HA involving File System Mount Points

Almost all relevant scenarios include a file system mount. For example to realize a highly available LINSTOR controller, a file system containing LINSTOR's database would be mounted right before the LINSTOR controller service gets started. In these scenarios where another service is on top of a mount point, one should use systemd mount units (sytemd.mount(5)). On systemd target shutdown (e.g., quorum loss), systemd has all means to SIGTERM/SIGKILL all processes that use the mount point. For example systemd can stop the LINSTOR controller and all processes it has spawned that might use the file system cleanly.

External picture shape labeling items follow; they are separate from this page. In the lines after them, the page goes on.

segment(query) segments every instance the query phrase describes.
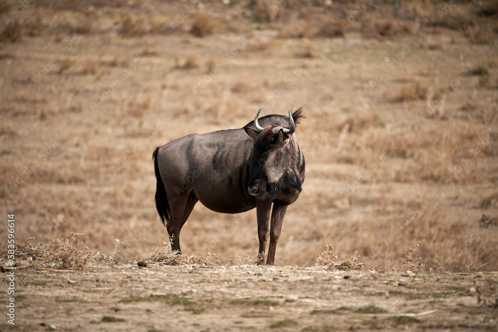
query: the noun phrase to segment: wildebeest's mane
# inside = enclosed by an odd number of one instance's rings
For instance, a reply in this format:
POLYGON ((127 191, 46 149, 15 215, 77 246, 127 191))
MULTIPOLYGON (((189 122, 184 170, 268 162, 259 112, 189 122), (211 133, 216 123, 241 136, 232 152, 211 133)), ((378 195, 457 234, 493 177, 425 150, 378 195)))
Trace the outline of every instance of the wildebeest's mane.
MULTIPOLYGON (((303 115, 303 108, 300 107, 297 110, 292 111, 292 109, 290 110, 291 113, 292 114, 292 117, 294 118, 294 122, 296 124, 296 126, 300 122, 301 122, 301 119, 303 117, 306 117, 304 115, 303 115)), ((288 116, 287 115, 282 115, 278 114, 272 114, 269 115, 265 115, 261 117, 259 117, 257 119, 257 122, 259 124, 259 125, 264 127, 268 125, 271 125, 272 124, 276 124, 277 125, 281 125, 285 128, 289 128, 290 124, 289 123, 288 116)), ((244 126, 244 127, 249 127, 252 129, 255 129, 256 127, 254 125, 253 120, 251 121, 250 122, 244 126)))
POLYGON ((303 190, 302 182, 297 175, 293 172, 286 172, 283 176, 276 183, 267 183, 266 191, 271 193, 273 199, 285 188, 293 188, 300 193, 303 190))

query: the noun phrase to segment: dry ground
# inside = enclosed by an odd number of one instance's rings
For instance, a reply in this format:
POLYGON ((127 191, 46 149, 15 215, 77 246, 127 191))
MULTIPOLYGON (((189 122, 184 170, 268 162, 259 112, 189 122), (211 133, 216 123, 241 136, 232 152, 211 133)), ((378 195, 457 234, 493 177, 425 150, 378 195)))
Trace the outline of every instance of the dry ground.
POLYGON ((14 329, 496 330, 497 15, 491 0, 0 1, 0 265, 14 214, 14 329), (246 265, 255 211, 200 204, 182 249, 220 263, 116 265, 167 242, 156 146, 301 106, 307 177, 276 250, 284 267, 246 265), (22 251, 71 232, 111 253, 22 251), (329 244, 397 270, 315 266, 329 244), (434 260, 443 272, 424 273, 434 260))
MULTIPOLYGON (((307 178, 277 265, 330 243, 401 265, 418 244, 442 271, 498 269, 494 1, 124 2, 1 2, 20 8, 0 28, 0 215, 18 242, 148 253, 167 241, 156 146, 302 106, 307 178)), ((226 263, 255 235, 254 211, 199 204, 181 240, 226 263)))
POLYGON ((496 331, 498 314, 487 305, 498 301, 496 272, 104 264, 15 273, 16 325, 0 322, 3 331, 496 331))

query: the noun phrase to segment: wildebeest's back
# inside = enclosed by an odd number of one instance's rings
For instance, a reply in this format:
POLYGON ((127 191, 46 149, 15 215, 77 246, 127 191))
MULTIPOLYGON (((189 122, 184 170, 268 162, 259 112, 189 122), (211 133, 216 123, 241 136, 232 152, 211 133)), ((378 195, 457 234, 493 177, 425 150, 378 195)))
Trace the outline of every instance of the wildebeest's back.
POLYGON ((208 208, 225 213, 254 207, 246 189, 253 144, 239 129, 191 134, 163 145, 158 158, 168 197, 192 192, 208 208))

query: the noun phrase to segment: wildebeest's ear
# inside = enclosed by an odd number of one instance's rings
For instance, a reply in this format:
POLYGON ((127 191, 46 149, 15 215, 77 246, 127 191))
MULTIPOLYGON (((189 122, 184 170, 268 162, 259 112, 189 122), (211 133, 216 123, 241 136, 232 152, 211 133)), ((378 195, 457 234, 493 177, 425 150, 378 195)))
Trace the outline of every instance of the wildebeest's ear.
POLYGON ((248 128, 248 127, 244 127, 244 130, 246 130, 246 132, 248 133, 248 135, 254 139, 256 139, 256 137, 257 137, 258 134, 259 133, 259 132, 257 130, 251 129, 250 128, 248 128))
POLYGON ((284 134, 283 132, 283 129, 281 129, 278 130, 278 138, 277 140, 277 142, 278 143, 287 143, 286 141, 289 139, 289 135, 287 134, 284 134))

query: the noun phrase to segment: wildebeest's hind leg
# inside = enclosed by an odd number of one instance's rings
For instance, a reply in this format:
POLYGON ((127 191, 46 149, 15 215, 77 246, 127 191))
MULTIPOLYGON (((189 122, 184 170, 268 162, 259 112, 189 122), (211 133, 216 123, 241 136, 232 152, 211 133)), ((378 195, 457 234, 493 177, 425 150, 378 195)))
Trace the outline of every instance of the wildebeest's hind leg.
MULTIPOLYGON (((188 200, 188 195, 185 194, 175 196, 170 200, 171 216, 166 225, 166 228, 168 230, 169 240, 171 242, 171 250, 173 251, 178 251, 178 253, 182 252, 180 248, 180 230, 181 229, 182 225, 185 223, 185 221, 183 221, 183 216, 187 208, 188 200)), ((193 206, 189 207, 189 210, 188 210, 187 218, 190 214, 190 212, 193 207, 193 206)))
POLYGON ((270 223, 270 245, 268 248, 266 265, 275 265, 275 250, 276 249, 277 242, 280 238, 282 224, 283 223, 283 217, 285 216, 287 206, 273 204, 273 208, 271 211, 271 221, 270 223))
POLYGON ((257 237, 259 240, 259 250, 258 251, 257 265, 264 264, 264 251, 268 240, 268 223, 269 223, 270 211, 271 201, 257 201, 256 203, 256 215, 257 218, 257 237))
POLYGON ((189 195, 187 204, 185 205, 185 210, 183 210, 183 216, 182 217, 182 222, 180 224, 180 231, 182 230, 182 227, 183 227, 183 225, 187 221, 187 220, 188 219, 189 216, 190 216, 190 213, 192 212, 192 210, 194 209, 196 203, 198 202, 198 201, 196 198, 195 195, 194 195, 193 192, 191 192, 189 195))

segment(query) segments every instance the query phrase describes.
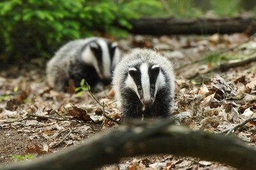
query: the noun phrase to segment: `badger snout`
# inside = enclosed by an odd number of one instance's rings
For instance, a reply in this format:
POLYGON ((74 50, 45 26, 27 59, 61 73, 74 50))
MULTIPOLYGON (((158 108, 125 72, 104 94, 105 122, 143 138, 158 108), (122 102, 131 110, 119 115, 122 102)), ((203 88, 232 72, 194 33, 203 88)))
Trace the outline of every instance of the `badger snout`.
POLYGON ((103 80, 103 84, 104 85, 108 85, 111 83, 111 78, 105 78, 103 80))
POLYGON ((150 99, 144 99, 141 100, 141 103, 145 106, 150 106, 154 101, 154 99, 150 98, 150 99))

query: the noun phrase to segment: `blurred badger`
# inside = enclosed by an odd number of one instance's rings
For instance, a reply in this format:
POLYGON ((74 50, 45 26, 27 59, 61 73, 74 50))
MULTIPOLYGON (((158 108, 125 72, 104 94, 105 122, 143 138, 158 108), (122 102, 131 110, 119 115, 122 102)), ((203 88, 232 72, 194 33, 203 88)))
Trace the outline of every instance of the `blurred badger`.
POLYGON ((120 60, 116 43, 101 38, 70 41, 63 46, 47 64, 49 85, 65 91, 69 81, 76 87, 84 78, 94 91, 102 90, 111 81, 112 71, 120 60))

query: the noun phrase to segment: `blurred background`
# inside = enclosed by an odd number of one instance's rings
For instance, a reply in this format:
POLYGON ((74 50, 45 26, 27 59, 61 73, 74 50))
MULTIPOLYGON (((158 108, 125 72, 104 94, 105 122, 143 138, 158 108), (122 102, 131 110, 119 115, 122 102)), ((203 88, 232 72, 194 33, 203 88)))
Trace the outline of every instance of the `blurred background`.
MULTIPOLYGON (((130 21, 253 17, 254 0, 1 0, 0 62, 49 59, 68 41, 92 36, 125 38, 130 21)), ((3 67, 3 66, 2 66, 3 67)))

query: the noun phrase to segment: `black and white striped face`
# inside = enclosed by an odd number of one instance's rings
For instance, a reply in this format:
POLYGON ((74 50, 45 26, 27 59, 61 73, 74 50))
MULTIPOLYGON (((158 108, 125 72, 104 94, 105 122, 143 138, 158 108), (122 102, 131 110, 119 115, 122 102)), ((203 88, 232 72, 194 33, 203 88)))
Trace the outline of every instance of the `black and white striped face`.
POLYGON ((117 43, 96 39, 89 42, 88 48, 83 53, 83 59, 93 66, 99 76, 102 80, 110 81, 112 71, 120 60, 120 52, 117 43))
POLYGON ((125 87, 132 89, 141 103, 151 105, 157 91, 166 84, 164 75, 159 65, 143 63, 129 68, 125 87))

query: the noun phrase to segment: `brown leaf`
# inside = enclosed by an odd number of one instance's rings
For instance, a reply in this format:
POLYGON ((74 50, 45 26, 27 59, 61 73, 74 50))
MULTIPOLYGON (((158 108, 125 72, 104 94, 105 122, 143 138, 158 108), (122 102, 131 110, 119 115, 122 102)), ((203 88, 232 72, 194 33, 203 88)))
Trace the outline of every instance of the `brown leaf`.
POLYGON ((68 85, 66 87, 67 92, 69 94, 74 94, 75 92, 75 82, 74 80, 70 79, 68 80, 68 85))
POLYGON ((71 108, 67 108, 69 115, 72 116, 74 118, 88 122, 92 120, 90 115, 87 114, 87 111, 82 108, 77 108, 76 106, 72 106, 71 108))
POLYGON ((256 134, 250 138, 250 142, 256 142, 256 134))
POLYGON ((10 111, 15 111, 18 108, 19 104, 20 104, 20 102, 15 99, 11 99, 7 102, 6 109, 10 111))
POLYGON ((246 85, 246 91, 251 92, 256 90, 256 80, 254 80, 246 85))
POLYGON ((95 111, 95 114, 97 115, 102 115, 103 112, 102 110, 100 108, 97 108, 96 110, 95 111))
POLYGON ((108 93, 108 97, 109 97, 109 98, 114 98, 115 97, 115 90, 114 89, 111 89, 109 92, 108 93))
POLYGON ((231 97, 236 95, 236 91, 220 75, 216 75, 211 80, 211 85, 222 92, 224 97, 231 97))
POLYGON ((38 145, 36 144, 29 144, 25 149, 26 154, 28 153, 36 153, 37 155, 45 154, 47 152, 43 150, 38 145))

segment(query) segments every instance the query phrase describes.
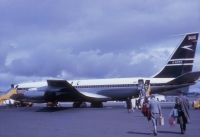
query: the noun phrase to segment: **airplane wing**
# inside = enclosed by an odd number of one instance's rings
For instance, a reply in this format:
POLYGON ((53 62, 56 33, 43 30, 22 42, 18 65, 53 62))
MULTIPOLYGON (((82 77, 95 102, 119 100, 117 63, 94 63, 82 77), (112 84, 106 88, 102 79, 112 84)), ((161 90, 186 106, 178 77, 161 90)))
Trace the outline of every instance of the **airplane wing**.
POLYGON ((56 92, 69 92, 70 96, 84 101, 107 101, 110 98, 107 96, 99 95, 91 92, 81 92, 73 87, 66 80, 47 80, 48 88, 56 92))
POLYGON ((189 84, 189 83, 194 83, 197 81, 200 77, 200 71, 196 72, 188 72, 185 73, 174 80, 170 81, 168 84, 189 84))

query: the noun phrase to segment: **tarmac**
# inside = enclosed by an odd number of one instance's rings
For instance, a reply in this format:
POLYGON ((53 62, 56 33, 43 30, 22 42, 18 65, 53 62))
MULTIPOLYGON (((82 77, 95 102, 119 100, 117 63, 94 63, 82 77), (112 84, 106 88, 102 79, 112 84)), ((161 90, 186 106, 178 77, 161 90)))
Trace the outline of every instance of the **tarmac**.
MULTIPOLYGON (((151 137, 152 123, 140 110, 128 113, 123 103, 105 103, 103 108, 46 108, 44 104, 15 108, 0 106, 0 137, 151 137)), ((184 135, 179 125, 171 127, 172 104, 162 104, 165 125, 159 137, 199 137, 200 110, 190 109, 191 123, 184 135)))

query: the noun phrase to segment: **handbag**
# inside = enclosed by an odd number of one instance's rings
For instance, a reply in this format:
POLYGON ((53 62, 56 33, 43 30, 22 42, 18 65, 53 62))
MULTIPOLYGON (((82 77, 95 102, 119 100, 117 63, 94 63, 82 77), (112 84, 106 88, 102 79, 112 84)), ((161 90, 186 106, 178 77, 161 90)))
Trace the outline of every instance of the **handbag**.
POLYGON ((170 126, 175 126, 176 119, 174 117, 169 117, 168 122, 170 126))
POLYGON ((159 120, 159 124, 160 124, 160 126, 164 126, 164 117, 160 117, 160 120, 159 120))
POLYGON ((170 117, 174 117, 174 118, 178 117, 178 110, 177 110, 176 108, 173 108, 173 109, 171 110, 169 116, 170 116, 170 117))

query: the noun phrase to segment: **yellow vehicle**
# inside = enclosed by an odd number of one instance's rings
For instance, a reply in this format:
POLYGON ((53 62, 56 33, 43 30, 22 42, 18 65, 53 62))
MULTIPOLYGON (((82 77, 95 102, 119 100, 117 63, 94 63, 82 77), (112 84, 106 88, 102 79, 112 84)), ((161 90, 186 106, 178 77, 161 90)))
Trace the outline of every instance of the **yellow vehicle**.
POLYGON ((194 100, 192 106, 194 109, 200 109, 200 99, 194 100))

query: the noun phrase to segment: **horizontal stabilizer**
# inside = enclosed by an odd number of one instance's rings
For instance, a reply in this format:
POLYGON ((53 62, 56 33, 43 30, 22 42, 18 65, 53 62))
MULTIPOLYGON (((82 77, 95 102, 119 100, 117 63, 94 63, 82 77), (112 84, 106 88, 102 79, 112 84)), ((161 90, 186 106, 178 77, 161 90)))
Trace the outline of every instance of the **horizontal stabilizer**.
POLYGON ((194 83, 200 77, 200 71, 197 72, 188 72, 177 78, 173 79, 172 81, 168 82, 168 84, 187 84, 187 83, 194 83))

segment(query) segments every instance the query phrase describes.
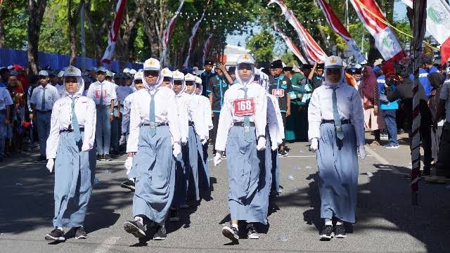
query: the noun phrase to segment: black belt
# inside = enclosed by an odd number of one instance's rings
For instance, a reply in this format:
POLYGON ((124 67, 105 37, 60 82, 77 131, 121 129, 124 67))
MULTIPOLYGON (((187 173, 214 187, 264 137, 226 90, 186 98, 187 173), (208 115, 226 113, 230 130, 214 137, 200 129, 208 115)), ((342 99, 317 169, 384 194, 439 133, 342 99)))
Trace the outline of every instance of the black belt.
MULTIPOLYGON (((141 124, 141 126, 151 126, 152 124, 150 123, 145 123, 145 124, 141 124)), ((153 124, 153 126, 169 126, 169 123, 155 123, 153 124)))
MULTIPOLYGON (((73 130, 72 129, 69 128, 69 129, 68 129, 60 130, 60 131, 59 131, 59 133, 60 133, 60 134, 61 134, 61 133, 64 133, 64 132, 72 133, 73 131, 74 131, 74 130, 73 130)), ((84 131, 84 127, 80 127, 80 128, 79 128, 79 131, 80 131, 80 132, 84 131)))
MULTIPOLYGON (((335 124, 335 121, 333 119, 322 119, 322 124, 326 124, 326 123, 335 124)), ((340 120, 340 124, 352 124, 352 120, 350 119, 340 120)))
POLYGON ((40 113, 48 113, 48 112, 51 112, 51 110, 37 110, 37 112, 40 112, 40 113))
MULTIPOLYGON (((250 122, 250 126, 255 126, 255 122, 250 122)), ((233 125, 235 126, 244 126, 244 122, 234 122, 233 125)))

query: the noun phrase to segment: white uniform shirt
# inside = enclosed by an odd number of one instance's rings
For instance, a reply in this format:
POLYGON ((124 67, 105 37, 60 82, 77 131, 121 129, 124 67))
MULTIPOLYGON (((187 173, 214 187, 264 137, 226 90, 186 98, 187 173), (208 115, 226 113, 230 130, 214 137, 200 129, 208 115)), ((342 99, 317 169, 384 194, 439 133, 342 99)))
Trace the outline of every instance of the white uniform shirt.
POLYGON ((9 94, 9 91, 8 91, 5 87, 0 87, 0 110, 6 110, 6 105, 11 105, 12 104, 13 100, 9 94))
MULTIPOLYGON (((216 150, 225 150, 226 141, 230 128, 234 122, 243 122, 244 117, 236 116, 234 112, 234 100, 244 98, 244 91, 240 89, 243 86, 237 83, 233 84, 224 95, 224 104, 220 110, 220 119, 217 127, 217 137, 216 138, 216 150)), ((247 86, 248 98, 253 98, 255 102, 255 114, 250 117, 250 121, 254 122, 256 127, 256 136, 266 136, 266 125, 267 124, 267 97, 266 90, 259 84, 249 84, 247 86)))
POLYGON ((58 89, 55 86, 50 84, 45 86, 45 108, 42 108, 42 95, 44 93, 44 86, 39 85, 34 88, 33 93, 30 98, 30 103, 36 105, 36 110, 50 110, 53 108, 53 104, 59 99, 60 96, 58 92, 58 89))
MULTIPOLYGON (((72 99, 65 96, 55 103, 55 109, 51 112, 50 135, 47 139, 47 159, 56 158, 59 142, 60 131, 67 130, 72 125, 72 99)), ((96 139, 96 104, 94 100, 85 96, 75 98, 75 114, 78 126, 84 128, 83 145, 94 148, 96 139)))
MULTIPOLYGON (((169 129, 172 137, 172 143, 180 141, 178 129, 176 104, 175 93, 170 89, 159 87, 155 93, 155 123, 169 123, 169 129)), ((129 136, 127 143, 127 153, 137 152, 139 141, 139 129, 141 124, 150 123, 150 95, 148 91, 141 89, 133 95, 130 111, 129 136)))
POLYGON ((450 122, 450 80, 442 84, 439 98, 445 100, 445 121, 450 122))
MULTIPOLYGON (((109 81, 103 81, 103 103, 101 105, 109 105, 111 104, 112 100, 115 100, 117 96, 115 93, 115 88, 114 84, 109 81)), ((92 98, 96 103, 96 105, 100 104, 100 98, 101 93, 101 83, 98 81, 91 84, 89 89, 87 91, 86 96, 92 98)))
MULTIPOLYGON (((320 126, 322 119, 334 119, 333 114, 333 89, 322 85, 316 89, 311 96, 308 107, 309 140, 320 138, 320 126)), ((336 89, 338 111, 341 119, 351 119, 356 134, 356 144, 364 145, 364 115, 363 105, 358 91, 345 83, 338 85, 336 89)))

If the highly-available file system mount point is the end goal (i.e., the mount unit would be the last service that is started), one should not use a systemd mount unit. Why is that? If that mount point is then in use, per definition there are processes that have files opened systemd does not know about (e.g., your editor editing a file on the HA file system mount). On target stop the unmount will fail, which by itself would be fine, but the situation would never improve, not even after a secondary --force. There needs to be something that removes processes that "idle around" but keep the file system from being unmounted. Again, if the mount point would not have been the last service, but some other service, then systemd would have made sure that all users are terminated. In our case something else must make sure this happens. Fortunately that component already exists: The file system resource-agent, which does all kinds of magic tricks to get rid of processes blocking a file system from being unmounted. So, to conclude: if the mount point would be the last service to start, don't use a systemd mount unit, but use the file system resource-agent instead. In the most simple case this could look like this:

start = ["ocf:heartbeat:Filesystem fs_test device=/dev/drbd1000 directory=/mnt/test fstype=ext4 run_fsck=no"]

Preferred Nodes

While in a HA cluster that deserves the name every node needs to be able to run all services, some users like to add preferences for nodes. This can be done by setting a list of preferred-nodes. On resource startup a delay based on the node's position in the list is added. Nodes with a lower preference will sleep longer. If a node joins on DRBD level, and that peer's disk becomes UpToDate, and the peer has a higher preference, then the active node stops the services locally. As it will then have a higher sleep penalty as the preferred node, the preferred one will take over the service (if it can).